Losing Person-Whitley’s leadership is a blow to the county’s efforts toward greater racial equity.

“It illuminates our path to the work that we have to do as an institution and as a community, because it’s unacceptable,” De La Cruz said.

The loss of Person-Whitley and Neal has raised broader concerns about Sonoma County’s struggle to welcome people of color, particularly African Americans, and has prompted an internal look at how the county supports its department heads of color.

“If all we do is have good intentions, but we don’t change the way we do business to support our diverse leaders in this county, then that’s not enough,” Supervisor James Gore said in an interview Friday.

The demands on county department heads are high by nature, and the recent years spent responding to fires and the pandemic have only worsened the strain.

“It’s very challenging to deliver on all the programs and services and meet the expectations of supervisors,” said General Services Director Caroline Judy.

Judy, who is retiring next year in part because of “disaster fatigue,” noted that budget cuts have also made the job more challenging.

District Attorney Jill Ravitch, who plans to retire next year and overcame a recall election in September, said she was “saddened to see the exodus of talented department heads,” and questioned whether the Board of Supervisors is providing adequate leadership for them.

She recalled that at the start of her time as DA 11 years ago, supervisors would interact with department heads and there was a culture of mentorship.

“Do they even bother to pick up the phone and see how a department head is doing?” Ravitch said.

Board of Supervisors Chair Lynda Hopkins said in an interview she has been having conversations with department heads about how to improve performance evaluations and transparency, and create “fair systems of accountability.”

Throughout their tenures with the county, prominent officials of color including former Health Services Director Barbie Robinson, a Black woman, and Person-Whitley, have described encountering double standards not applied to their white, male predecessors. Person-Whitley has said she has felt excluded from county initiatives and both have experienced direct, aggressive racism when engaging with the public.

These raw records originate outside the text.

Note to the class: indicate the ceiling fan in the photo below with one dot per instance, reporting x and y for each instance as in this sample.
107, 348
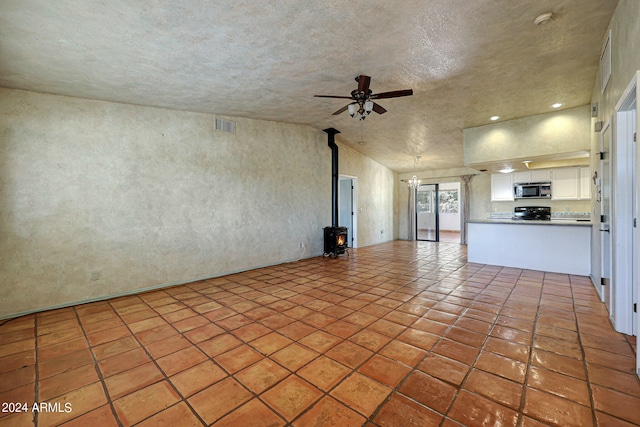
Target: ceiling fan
363, 99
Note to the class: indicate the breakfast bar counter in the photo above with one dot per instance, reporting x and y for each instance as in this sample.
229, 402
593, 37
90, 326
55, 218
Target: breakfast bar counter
559, 246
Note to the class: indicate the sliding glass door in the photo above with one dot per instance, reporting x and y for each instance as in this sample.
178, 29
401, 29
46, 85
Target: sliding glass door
427, 218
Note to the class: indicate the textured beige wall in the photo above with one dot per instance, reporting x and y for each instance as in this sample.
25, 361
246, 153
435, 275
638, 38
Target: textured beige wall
376, 196
544, 134
625, 61
100, 198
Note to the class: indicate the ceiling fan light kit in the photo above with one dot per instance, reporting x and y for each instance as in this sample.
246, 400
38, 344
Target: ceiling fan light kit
363, 98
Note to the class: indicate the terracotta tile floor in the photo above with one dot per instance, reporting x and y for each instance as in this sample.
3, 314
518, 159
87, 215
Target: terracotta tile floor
399, 334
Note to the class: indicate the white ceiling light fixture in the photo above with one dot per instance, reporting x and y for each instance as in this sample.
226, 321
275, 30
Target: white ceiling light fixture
545, 18
506, 169
414, 182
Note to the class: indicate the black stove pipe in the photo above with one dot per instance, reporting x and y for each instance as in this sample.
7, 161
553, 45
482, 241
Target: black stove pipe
331, 132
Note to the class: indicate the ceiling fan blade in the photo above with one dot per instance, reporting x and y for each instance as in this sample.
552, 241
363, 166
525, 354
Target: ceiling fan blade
363, 84
392, 94
379, 108
343, 109
333, 96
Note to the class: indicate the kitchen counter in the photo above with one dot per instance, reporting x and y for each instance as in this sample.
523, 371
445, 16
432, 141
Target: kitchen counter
583, 223
559, 246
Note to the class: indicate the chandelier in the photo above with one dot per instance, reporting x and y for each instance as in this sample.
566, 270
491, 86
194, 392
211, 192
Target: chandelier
414, 182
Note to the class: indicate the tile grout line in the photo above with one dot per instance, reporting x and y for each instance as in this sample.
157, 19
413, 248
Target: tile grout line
155, 362
97, 369
471, 366
523, 398
584, 358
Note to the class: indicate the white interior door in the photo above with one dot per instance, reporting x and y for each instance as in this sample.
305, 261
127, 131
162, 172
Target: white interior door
605, 216
625, 230
347, 208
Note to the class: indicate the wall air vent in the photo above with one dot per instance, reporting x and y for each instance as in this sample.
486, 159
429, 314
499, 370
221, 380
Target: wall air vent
225, 125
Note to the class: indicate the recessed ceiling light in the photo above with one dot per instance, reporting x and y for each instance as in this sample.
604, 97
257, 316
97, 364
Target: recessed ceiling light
506, 169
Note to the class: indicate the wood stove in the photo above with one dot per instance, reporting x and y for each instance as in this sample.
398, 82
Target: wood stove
335, 237
335, 241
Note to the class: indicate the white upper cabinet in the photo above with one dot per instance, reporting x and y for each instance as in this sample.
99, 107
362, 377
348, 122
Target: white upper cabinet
565, 184
543, 175
501, 187
519, 177
585, 183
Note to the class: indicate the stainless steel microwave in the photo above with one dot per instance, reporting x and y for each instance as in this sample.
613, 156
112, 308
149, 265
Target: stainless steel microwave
532, 190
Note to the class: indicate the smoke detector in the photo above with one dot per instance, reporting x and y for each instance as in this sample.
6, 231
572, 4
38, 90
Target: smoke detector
543, 19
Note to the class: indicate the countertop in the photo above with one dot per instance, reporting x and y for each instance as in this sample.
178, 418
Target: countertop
582, 223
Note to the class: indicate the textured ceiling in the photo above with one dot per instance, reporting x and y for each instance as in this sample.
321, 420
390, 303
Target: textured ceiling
465, 60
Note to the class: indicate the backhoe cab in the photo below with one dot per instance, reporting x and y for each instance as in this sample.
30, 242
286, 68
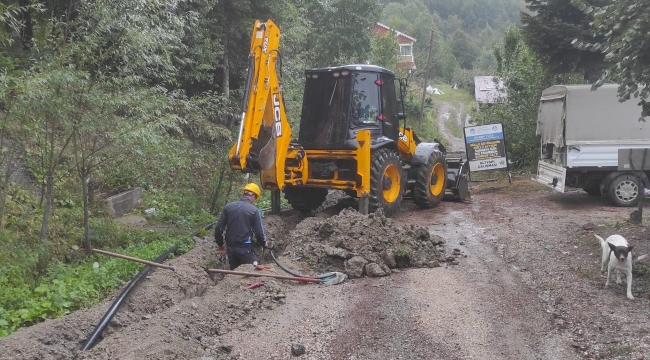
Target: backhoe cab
350, 137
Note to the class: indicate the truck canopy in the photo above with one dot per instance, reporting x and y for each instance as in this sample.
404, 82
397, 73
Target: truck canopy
575, 115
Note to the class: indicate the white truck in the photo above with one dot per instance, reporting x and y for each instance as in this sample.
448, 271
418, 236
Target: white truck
581, 133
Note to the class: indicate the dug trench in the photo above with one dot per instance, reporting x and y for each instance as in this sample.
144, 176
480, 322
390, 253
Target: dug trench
510, 275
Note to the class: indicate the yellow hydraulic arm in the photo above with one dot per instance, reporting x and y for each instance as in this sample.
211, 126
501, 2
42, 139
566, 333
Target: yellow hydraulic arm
264, 132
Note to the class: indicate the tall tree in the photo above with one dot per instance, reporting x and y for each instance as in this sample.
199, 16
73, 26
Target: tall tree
343, 35
623, 26
550, 27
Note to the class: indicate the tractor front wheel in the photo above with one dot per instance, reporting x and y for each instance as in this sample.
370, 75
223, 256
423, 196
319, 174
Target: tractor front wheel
430, 179
386, 181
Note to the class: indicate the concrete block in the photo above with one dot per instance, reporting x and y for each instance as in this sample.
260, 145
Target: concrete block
125, 202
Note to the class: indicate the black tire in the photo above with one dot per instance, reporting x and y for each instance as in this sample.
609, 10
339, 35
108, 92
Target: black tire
430, 181
592, 191
305, 198
624, 191
386, 181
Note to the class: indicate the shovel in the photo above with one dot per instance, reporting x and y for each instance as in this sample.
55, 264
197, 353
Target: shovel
332, 280
323, 277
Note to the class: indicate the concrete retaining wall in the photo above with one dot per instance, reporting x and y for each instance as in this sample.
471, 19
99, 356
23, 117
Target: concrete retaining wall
125, 202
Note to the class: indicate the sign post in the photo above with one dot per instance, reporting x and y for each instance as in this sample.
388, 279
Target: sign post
486, 148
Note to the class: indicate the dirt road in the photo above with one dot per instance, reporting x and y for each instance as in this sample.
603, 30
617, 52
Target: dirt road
451, 114
522, 282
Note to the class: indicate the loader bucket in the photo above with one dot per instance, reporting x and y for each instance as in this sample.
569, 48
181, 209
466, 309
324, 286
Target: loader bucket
457, 179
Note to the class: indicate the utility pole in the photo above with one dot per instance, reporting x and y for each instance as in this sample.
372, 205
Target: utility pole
426, 77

Each cited instances of racial bias but also microaggressions. While neither gave a specific example of a microaggression they experienced, the slights can take many forms, such as mistaking people of color for service workers or calling someone a “credit to their race.”

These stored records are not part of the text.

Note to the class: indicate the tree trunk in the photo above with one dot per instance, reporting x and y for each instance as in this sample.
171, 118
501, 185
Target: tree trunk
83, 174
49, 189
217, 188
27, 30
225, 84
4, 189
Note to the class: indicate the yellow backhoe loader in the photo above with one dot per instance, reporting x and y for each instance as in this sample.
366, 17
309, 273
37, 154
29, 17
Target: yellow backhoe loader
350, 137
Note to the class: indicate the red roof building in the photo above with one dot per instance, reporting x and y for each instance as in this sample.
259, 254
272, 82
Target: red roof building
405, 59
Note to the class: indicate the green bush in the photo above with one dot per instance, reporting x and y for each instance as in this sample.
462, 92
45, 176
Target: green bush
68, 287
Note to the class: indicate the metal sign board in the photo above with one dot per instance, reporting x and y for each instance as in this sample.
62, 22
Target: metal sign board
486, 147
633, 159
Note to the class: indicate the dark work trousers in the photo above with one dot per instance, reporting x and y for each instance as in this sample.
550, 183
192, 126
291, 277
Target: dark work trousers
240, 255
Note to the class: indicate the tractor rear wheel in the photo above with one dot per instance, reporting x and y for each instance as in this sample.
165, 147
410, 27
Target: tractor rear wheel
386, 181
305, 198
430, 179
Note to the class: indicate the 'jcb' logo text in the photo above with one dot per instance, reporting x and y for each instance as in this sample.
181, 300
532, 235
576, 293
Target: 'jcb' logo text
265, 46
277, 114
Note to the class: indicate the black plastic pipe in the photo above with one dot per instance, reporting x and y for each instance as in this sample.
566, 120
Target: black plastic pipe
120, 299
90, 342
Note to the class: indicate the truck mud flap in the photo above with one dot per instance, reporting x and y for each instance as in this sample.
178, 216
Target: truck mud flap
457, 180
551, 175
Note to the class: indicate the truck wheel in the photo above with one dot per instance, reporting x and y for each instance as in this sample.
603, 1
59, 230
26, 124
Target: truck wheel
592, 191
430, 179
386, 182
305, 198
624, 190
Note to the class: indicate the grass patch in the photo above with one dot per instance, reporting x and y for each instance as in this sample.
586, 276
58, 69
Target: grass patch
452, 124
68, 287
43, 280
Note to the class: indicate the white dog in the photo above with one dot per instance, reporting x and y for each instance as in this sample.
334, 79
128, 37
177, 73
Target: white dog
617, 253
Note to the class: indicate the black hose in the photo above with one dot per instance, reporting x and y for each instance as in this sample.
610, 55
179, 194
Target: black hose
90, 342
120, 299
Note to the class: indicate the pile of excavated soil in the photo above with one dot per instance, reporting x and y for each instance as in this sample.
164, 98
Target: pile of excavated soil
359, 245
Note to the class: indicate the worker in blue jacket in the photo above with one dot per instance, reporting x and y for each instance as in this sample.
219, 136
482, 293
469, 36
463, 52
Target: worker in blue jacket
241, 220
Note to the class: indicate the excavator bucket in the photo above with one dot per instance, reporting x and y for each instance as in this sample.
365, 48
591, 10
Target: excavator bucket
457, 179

Racism in Sonoma County has gotten so severe the county has had to take security precautions to protect its leaders of color, Hopkins said in an interview Thursday.

Person-Whitley brought her concerns directly to the Board of Supervisors about a month ago.

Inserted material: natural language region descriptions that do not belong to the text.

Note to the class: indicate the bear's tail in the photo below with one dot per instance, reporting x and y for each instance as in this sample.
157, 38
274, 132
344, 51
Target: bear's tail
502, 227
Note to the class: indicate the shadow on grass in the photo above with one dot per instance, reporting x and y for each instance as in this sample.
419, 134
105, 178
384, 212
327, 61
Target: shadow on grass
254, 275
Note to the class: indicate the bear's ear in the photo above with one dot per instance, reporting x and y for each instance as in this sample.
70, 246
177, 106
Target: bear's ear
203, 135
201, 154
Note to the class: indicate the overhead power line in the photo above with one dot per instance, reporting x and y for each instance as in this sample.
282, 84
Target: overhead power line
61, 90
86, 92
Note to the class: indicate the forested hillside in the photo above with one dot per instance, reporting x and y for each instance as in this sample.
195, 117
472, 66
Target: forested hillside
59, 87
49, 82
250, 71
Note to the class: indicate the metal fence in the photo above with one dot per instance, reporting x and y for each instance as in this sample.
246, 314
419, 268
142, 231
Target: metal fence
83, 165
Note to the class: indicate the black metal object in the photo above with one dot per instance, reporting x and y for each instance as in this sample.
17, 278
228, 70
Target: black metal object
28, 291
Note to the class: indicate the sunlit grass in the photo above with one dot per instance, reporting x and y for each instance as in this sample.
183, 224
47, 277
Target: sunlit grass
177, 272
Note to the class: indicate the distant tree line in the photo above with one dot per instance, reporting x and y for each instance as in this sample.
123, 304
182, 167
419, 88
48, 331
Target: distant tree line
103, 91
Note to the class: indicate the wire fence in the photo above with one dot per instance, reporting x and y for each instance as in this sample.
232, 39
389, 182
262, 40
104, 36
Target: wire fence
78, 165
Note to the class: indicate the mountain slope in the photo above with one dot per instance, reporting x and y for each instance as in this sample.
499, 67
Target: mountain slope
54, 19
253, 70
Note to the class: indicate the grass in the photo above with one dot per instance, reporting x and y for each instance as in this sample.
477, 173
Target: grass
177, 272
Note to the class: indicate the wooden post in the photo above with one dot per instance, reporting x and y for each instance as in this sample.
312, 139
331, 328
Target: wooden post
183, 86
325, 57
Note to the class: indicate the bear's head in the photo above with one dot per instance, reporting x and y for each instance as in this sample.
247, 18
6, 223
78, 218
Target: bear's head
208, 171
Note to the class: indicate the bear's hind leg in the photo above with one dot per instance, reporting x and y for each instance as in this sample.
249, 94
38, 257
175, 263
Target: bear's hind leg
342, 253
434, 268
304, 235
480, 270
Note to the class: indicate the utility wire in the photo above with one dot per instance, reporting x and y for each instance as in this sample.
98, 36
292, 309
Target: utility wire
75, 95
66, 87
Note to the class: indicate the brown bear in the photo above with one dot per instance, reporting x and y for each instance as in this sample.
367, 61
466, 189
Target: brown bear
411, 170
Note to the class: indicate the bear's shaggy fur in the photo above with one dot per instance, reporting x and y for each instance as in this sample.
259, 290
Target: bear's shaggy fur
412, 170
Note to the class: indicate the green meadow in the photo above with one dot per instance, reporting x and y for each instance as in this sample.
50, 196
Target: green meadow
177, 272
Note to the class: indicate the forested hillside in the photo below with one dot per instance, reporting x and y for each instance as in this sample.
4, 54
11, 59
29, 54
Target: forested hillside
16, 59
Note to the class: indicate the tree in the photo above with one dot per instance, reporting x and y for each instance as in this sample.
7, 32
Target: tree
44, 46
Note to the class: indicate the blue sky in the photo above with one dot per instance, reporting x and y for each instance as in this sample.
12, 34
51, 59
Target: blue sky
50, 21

The board had a “series of consultations” with Person-Whitley and developed a “battle plan to come out of it,” Gore said.

On Thursday, supervisors indicated they had not expected Person-Whitley to take another job.

“I was shocked at the departure of some of these people and you have to wonder whether the board even realized it was coming and if it didn’t, the question is ‘why didn’t they?’” Ravitch said.

The board is expected to address the concerns Tuesday during its weekly meeting, Supervisor David Rabbitt and Hopkins said Friday. Because the issue is not a formal agenda item, the supervisors will not be able to speak about specific policy but Hopkins said she plans to call for a report from the office of equity on the department’s progress and how county employees are feeling.

“At some point there will be continue calls to make sure we can address these issues holistically,” Rabbitt said.

Sources on Friday said someone in the county was instructing department heads not to speak directly with The Press Democrat.

Gore, Hopkins and Rabbitt, who responded to requests for comment Friday, said they were unaware of any such direction.

"Absolutely no edict or direction was given to department heads — it was their decision to talk to the press or not and the (communications) crew was there to help,“ Rabbitt later confirmed via text.

Supervisors Susan Gorin and Chris Coursey did not respond to requests for further comment on Friday.